1.10: A Few Ideas from Formal Logic

Formal logic deals with relationships among propositions, where a proposition is any statement of (alleged) fact. Any proposition can be expressed as an ordinary English sentence, although it may be more convenient to use mathematical symbols or some other notation. The following are all propositions:

• Albert Einstein is deceased.
• Tulsa is in Oklahoma.
• Two plus two equals four.
• \(2+2=4\)
• \(\int{x^2dx=x+1}\)

A proposition need not be true. The last of these examples is a false proposition. We represent an arbitrary proposition by any convenient symbol, usually a letter of the alphabet. Thus, we could stipulate that “\(p\)” represents any of the propositions above. Once we have associated a symbol with a particular proposition, the symbol itself is taken to represent an assertion that the proposition is true. It is an axiom of ordinary logic that any proposition must be either true or false. If we associate the symbol “\(p\)” with a particular proposition, we write “\(\sim p\)” to represent the statement: “The proposition represented by the symbol ‘\(p\)’ is false.” \(\sim p\) is called the negation of p. We can use the negation of \(p\), \(\sim p\), to state the axiom that a proposition must be either true or false. To do so, we write: Either \(p\) or \(\sim p\) is true. We can write this as the proposition “\(p\) or \(\sim p\)”. The negation of the negation of \(p\) is an assertion that \(p\) is true; that is, \(\sim \ \sim \ p\ =\ p\).

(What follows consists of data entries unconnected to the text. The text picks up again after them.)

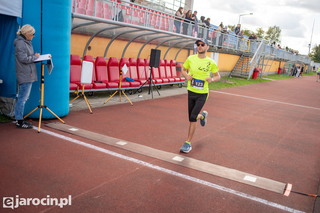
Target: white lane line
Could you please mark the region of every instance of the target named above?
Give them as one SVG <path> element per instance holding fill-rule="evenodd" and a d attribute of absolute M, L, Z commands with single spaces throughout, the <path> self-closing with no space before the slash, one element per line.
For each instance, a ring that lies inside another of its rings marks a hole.
<path fill-rule="evenodd" d="M 259 100 L 262 100 L 262 101 L 270 101 L 272 102 L 275 102 L 276 103 L 284 103 L 285 104 L 289 104 L 289 105 L 293 105 L 293 106 L 301 106 L 303 107 L 307 107 L 307 108 L 311 108 L 311 109 L 315 109 L 316 110 L 320 110 L 320 109 L 319 108 L 315 108 L 314 107 L 307 107 L 306 106 L 301 106 L 301 105 L 297 105 L 297 104 L 294 104 L 292 103 L 284 103 L 284 102 L 280 102 L 279 101 L 270 101 L 270 100 L 267 100 L 265 99 L 261 99 L 261 98 L 254 98 L 252 97 L 249 97 L 248 96 L 244 96 L 244 95 L 236 95 L 235 94 L 231 94 L 231 93 L 227 93 L 222 92 L 218 92 L 218 91 L 214 91 L 213 90 L 209 90 L 211 92 L 218 92 L 219 93 L 223 93 L 224 94 L 227 94 L 228 95 L 236 95 L 236 96 L 240 96 L 241 97 L 244 97 L 246 98 L 253 98 L 253 99 L 257 99 Z"/>
<path fill-rule="evenodd" d="M 36 130 L 37 131 L 38 130 L 38 127 L 34 126 L 33 128 Z M 123 155 L 122 155 L 118 154 L 116 152 L 109 151 L 109 150 L 107 150 L 107 149 L 105 149 L 102 148 L 97 147 L 95 146 L 94 146 L 93 145 L 92 145 L 88 143 L 85 143 L 84 142 L 78 141 L 78 140 L 76 140 L 75 139 L 71 138 L 69 138 L 69 137 L 64 136 L 57 133 L 55 133 L 41 128 L 40 128 L 40 132 L 44 133 L 47 134 L 49 134 L 51 135 L 53 135 L 58 138 L 62 138 L 62 139 L 67 140 L 67 141 L 69 141 L 74 142 L 74 143 L 77 143 L 81 145 L 82 145 L 87 147 L 91 148 L 96 149 L 96 150 L 98 150 L 98 151 L 104 152 L 105 153 L 114 156 L 118 157 L 123 159 L 127 160 L 128 160 L 130 161 L 131 161 L 134 162 L 137 164 L 141 164 L 141 165 L 144 166 L 148 166 L 153 169 L 155 169 L 158 170 L 159 170 L 165 172 L 166 172 L 167 173 L 173 175 L 177 176 L 178 177 L 180 177 L 180 178 L 184 178 L 189 180 L 192 180 L 192 181 L 203 184 L 204 185 L 205 185 L 217 189 L 219 189 L 219 190 L 231 193 L 232 194 L 238 195 L 240 197 L 242 197 L 247 198 L 248 199 L 261 203 L 263 204 L 265 204 L 268 206 L 270 206 L 283 210 L 291 212 L 294 212 L 294 213 L 304 213 L 304 212 L 303 211 L 299 211 L 299 210 L 296 210 L 293 209 L 292 209 L 291 208 L 290 208 L 285 206 L 283 206 L 282 205 L 280 205 L 280 204 L 278 204 L 277 203 L 268 201 L 265 200 L 260 198 L 258 197 L 254 197 L 249 194 L 242 193 L 242 192 L 240 192 L 233 190 L 233 189 L 231 189 L 228 188 L 224 187 L 223 186 L 219 186 L 219 185 L 217 185 L 216 184 L 212 183 L 211 183 L 208 182 L 204 180 L 200 180 L 197 178 L 194 178 L 186 175 L 183 174 L 179 173 L 179 172 L 177 172 L 172 171 L 172 170 L 170 170 L 163 167 L 158 166 L 156 166 L 146 162 L 142 161 L 139 160 L 138 160 L 137 159 L 136 159 L 132 157 Z"/>
<path fill-rule="evenodd" d="M 244 176 L 243 179 L 249 180 L 252 182 L 256 182 L 256 180 L 257 180 L 257 178 L 254 177 L 252 177 L 251 176 L 249 176 L 249 175 L 246 175 Z"/>
<path fill-rule="evenodd" d="M 118 144 L 119 144 L 120 145 L 122 145 L 122 146 L 123 146 L 124 145 L 126 145 L 126 144 L 127 144 L 127 143 L 127 143 L 127 142 L 125 142 L 123 141 L 119 141 L 118 142 L 117 142 L 116 143 L 117 143 Z"/>
<path fill-rule="evenodd" d="M 176 156 L 173 158 L 172 158 L 172 159 L 174 160 L 175 161 L 178 161 L 181 162 L 183 160 L 184 160 L 184 158 L 181 157 L 179 157 L 179 156 Z"/>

Logic is concerned with relationships among propositions. One important relationship is that of implication. If a proposition, \(q\), follows logically from another proposition, \(p\), we say that \(q\) is implied by \(p\). Equivalently, we say that proposition \(p\) implies proposition \(q\). The double-shafted arrow, \(\mathrm{\Rightarrow }\), is used to symbolize this relationship. We write “\(p\Rightarrow q\)” to mean, “That proposition \(p\) is true implies that proposition \(q\) is true.” We usually read this more tersely, saying, “\(p\) implies \(q\).” Of course, “\(p\Rightarrow q\)” is itself a proposition; it asserts the truth of a particular logical relationship between propositions \(p\) and \(q\).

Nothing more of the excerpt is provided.